Jakarta, MNID. Town Hall Meeting Danantara hari Senin kemarin, 28 April 2025, masih jadi pembicaraan. Terutama terkait permintaan pembawa acara agar wartawan meninggalkan ruangan sebelum Presiden Prabowo Subianto memberikan sambutan.
Tidak sedikit yang mengkritik hal itu dan menilainya sebagai upaya untuk menutup-nutupi informasi publik.
Namun, menurut Ketua Umum Jaringan Media Siber Indonesia (JMSI) Teguh Santosa, permintaan itu tidak dapat dikategorikan sebagai tindakan menutup akses pers terhadap informasi yang perlu diketahui publik.
“Permintaan agar wartawan keluar ruangan saat Presiden berbicara bukan berarti menutup informasi publik,” kata Teguh Santosa menjawab pertanyaan wartawan di Jakarta, Rabu, 30 April.
JMSI adalah organisasi perusahaan pers yang merupakan konstituen Dewan Pers.

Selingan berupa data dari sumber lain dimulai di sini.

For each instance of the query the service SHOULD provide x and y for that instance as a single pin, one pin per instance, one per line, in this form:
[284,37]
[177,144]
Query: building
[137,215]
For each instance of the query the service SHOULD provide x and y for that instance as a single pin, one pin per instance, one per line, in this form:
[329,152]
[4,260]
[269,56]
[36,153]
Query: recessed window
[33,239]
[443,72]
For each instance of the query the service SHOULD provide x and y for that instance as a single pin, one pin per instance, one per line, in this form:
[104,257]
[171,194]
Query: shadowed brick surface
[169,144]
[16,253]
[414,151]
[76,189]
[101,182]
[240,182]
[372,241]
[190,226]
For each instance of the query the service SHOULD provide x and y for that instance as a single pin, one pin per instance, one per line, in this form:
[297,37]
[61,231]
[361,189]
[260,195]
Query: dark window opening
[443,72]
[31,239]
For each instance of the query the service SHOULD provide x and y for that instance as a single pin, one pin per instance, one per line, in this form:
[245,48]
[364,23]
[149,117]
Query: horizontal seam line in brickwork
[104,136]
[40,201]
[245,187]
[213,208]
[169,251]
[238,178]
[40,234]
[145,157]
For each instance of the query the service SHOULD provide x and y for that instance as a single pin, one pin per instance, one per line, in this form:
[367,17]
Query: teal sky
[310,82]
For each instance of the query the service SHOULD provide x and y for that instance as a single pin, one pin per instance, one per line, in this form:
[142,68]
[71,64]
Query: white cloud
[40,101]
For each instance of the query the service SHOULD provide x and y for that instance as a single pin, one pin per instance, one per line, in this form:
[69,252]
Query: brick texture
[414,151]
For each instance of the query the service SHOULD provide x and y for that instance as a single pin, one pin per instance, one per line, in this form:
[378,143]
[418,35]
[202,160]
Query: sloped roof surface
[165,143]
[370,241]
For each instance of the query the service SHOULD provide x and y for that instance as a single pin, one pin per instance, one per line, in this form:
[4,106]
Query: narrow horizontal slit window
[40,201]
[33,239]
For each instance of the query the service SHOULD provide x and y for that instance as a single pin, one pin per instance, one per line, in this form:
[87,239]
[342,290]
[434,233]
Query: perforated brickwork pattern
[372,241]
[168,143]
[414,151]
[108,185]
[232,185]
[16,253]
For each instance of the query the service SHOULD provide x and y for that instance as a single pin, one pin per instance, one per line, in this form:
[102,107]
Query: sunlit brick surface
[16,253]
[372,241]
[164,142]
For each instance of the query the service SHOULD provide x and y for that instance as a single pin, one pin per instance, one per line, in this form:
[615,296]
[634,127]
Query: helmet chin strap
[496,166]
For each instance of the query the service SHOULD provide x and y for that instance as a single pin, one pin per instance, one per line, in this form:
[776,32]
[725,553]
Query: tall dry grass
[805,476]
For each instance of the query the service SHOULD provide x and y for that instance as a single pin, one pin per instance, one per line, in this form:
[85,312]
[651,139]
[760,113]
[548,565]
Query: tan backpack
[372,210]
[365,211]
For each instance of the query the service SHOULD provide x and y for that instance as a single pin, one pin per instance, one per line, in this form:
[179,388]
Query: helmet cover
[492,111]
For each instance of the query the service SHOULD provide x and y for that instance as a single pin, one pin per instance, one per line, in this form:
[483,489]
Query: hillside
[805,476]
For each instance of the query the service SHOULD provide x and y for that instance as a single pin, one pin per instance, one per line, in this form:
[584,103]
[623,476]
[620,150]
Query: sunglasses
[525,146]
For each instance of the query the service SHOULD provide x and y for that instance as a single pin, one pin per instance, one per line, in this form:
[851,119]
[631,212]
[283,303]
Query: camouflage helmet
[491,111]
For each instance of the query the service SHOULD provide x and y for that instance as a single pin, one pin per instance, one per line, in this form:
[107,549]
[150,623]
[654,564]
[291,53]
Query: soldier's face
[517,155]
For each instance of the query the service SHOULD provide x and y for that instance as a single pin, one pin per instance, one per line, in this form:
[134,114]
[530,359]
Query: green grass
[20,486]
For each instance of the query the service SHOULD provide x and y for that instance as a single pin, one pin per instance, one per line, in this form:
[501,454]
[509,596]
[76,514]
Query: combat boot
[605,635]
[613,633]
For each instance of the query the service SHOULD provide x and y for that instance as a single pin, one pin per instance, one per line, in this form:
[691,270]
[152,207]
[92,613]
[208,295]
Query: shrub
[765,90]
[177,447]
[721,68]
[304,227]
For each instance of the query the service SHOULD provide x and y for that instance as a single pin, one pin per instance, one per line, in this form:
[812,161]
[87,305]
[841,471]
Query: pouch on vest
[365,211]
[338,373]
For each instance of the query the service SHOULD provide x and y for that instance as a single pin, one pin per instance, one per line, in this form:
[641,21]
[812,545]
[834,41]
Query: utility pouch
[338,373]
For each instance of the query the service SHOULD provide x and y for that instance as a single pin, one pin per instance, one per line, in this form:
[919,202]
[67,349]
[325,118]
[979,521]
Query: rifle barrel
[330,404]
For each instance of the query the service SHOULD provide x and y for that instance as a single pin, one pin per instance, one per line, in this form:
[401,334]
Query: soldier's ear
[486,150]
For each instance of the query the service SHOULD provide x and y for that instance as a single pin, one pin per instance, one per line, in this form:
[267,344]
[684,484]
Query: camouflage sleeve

Dalam Town Hall Meeting itu, wartawan sempat menonton film pencapaian pemerintah dalam enam bulan pertama dan menyimak sambutan dari CEO Danantara sekaligus Menteri Investasi Rosan Roeslani. Namun sesaat sebelum Prabowo berbicara, awak media diminta meninggalkan ruangan.
Dalam penjelasan usai acara, Prabowo menyebut langkah itu diambil karena ia ingin menegur langsung para direksi. “Saya banyak negur juga direksi-direksi, enggak enak kan ditunggu di depan kalian,” ujarnya kepada wartawan.
Meski demikian, Prabowo tetap memberikan penjelasan umum. Ia menyebut Danantara sebagai kekayaan bangsa yang harus dikelola dengan sistem transparan dan profesional. Bahkan, menurut Prabowo, aset Danantara bisa tembus 1 triliun dolar AS jika dikelola benar.
Lebih lanjut, Prabowo memerintahkan evaluasi menyeluruh terhadap seluruh direksi BUMN, mulai dari kinerja, prestasi, hingga akhlak.
“Kalau tidak profesional, malas, menyalahgunakan wewenang, harus diganti. Jangan pilih berdasarkan suku, agama, atau partai politik,” tegasnya.
Menurut Teguh Santosa, kontrol komunikasi wajar dilakukan pemerintah agar informasi tersampaikan secara jelas dan terukur. Namun di sisi lain, ia mengingatkan bahwa pers tetap punya tanggung jawab menggali informasi lebih dalam pasca acara.
“Itu menjadi kewajiban media. Bahkan harus ditindaklanjuti dengan investigasi dan pengecekan terhadap BUMN yang dinilai bermasalah,” ujar Teguh yang juga wartawan senior ini.
Lebih lanjut Teguh mengatakan, pernyataan Prabowo menjadi sinyal bahwa ada banyak hal yang perlu ditelusuri. Wartawan tetap berhak bertanya: siapa saja yang dievaluasi, apa catatan buruknya, dan sejauh mana koreksi dilakukan?
Di sinilah peran penting media sebagai pengawas publik terus relevan. Meski pintu rapat sempat ditutup, agenda transparansi tak boleh ikut tertutup.
“Informasi akurat tentang itu dapat diperoleh dari banyak sumber. Tidak hanya dari sosok presiden,” kata Teguh.